MinIO is a high performance distributed object storage server, designed for large-scale private cloud infrastructure. MinIO is designed in a cloud-native manner to scale sustainably in multi-tenant environments. MinIO is a self-hosted alternative to Amazon S3.

Prerequisites

A server running Ubuntu 22.04.
A non-root user with sudo privileges.
Nginx installed on your server. Learn how.
Two domain names pointed to your server IP. Learn how.
- In this guide, we will use cdn.example.com and minio.example.com.

Installation

Before starting, you will need to update your system packages to the latest version. You can update them using the following command:

sudo apt update

Once all the packages are updated, you can proceed to install the required dependencies with the following command:

sudo apt install wget

Step 1 - Install MinIO Server

You can install MinIO Server using the following command:

wget https://dl.min.io/server/minio/release/linux-amd64/archive/minio_20240116160738.0.0_amd64.deb -O minio.deb
sudo dpkg -i minio.deb

Step 2 - Systemd Service File

Next, you will need to create a systemd service file for MinIO Server.

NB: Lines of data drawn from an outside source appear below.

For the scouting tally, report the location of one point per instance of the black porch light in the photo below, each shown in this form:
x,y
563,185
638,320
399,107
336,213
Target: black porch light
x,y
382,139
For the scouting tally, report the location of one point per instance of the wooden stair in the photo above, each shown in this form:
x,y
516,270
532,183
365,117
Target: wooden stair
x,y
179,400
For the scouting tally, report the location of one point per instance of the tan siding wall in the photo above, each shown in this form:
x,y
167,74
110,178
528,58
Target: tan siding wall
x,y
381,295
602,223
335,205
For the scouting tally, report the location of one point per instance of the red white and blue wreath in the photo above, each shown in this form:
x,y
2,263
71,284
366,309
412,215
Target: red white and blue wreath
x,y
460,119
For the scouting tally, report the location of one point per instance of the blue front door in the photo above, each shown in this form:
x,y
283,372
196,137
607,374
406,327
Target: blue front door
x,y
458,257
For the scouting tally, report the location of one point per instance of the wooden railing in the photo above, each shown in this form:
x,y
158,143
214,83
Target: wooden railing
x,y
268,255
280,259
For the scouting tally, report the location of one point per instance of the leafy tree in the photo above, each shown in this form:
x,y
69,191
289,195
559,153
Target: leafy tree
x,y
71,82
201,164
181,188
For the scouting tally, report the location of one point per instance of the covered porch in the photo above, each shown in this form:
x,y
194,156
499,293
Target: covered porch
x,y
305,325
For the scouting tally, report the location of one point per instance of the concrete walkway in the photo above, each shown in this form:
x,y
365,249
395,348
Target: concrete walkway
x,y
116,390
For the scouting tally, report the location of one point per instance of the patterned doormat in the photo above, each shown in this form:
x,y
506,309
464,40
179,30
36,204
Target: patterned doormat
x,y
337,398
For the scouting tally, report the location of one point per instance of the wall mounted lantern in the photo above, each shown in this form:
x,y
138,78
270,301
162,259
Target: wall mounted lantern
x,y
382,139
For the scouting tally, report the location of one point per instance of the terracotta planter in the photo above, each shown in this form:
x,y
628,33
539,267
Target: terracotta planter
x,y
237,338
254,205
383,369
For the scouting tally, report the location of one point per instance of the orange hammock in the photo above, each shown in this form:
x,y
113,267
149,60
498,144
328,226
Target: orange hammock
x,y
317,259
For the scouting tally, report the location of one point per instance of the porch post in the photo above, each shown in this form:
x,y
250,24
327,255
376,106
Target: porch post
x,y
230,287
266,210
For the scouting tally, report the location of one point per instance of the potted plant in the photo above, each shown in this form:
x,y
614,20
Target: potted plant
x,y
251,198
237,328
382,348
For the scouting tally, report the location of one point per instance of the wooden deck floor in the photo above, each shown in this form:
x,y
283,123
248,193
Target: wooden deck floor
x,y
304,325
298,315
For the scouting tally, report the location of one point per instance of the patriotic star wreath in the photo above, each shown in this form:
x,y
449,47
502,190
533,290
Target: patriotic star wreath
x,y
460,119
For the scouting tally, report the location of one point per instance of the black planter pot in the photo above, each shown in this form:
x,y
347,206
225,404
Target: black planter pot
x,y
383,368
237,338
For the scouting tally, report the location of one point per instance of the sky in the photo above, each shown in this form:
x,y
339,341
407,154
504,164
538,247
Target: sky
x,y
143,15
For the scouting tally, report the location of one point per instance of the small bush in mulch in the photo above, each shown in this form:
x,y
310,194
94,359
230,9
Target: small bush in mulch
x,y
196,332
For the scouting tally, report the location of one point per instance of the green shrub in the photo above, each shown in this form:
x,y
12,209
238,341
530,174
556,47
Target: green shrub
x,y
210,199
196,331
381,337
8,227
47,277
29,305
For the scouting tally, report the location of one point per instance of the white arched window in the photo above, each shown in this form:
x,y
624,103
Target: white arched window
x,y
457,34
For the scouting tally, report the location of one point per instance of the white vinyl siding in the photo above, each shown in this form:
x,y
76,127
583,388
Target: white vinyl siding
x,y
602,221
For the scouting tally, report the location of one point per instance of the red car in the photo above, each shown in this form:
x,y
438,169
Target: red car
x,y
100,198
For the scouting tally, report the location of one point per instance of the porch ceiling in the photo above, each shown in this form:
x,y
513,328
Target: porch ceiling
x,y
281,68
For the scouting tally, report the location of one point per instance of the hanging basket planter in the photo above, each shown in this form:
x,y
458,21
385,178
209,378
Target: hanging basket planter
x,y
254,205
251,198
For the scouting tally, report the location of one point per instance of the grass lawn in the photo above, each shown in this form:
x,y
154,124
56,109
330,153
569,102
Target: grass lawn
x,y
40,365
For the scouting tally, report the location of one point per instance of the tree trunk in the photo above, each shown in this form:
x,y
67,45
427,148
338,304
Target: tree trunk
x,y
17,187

You can create it with the following command:

The minio.deb package installs the following systemd service file:

/usr/lib/systemd/system/minio.service

Note: The systemd checks the /etc/systemd/... path before checking the /usr/lib/systemd/... path it finds.

To avoid conflicting or unexpected configuration options,check that the file only exists at the /usr/lib/systemd/system/minio.service path.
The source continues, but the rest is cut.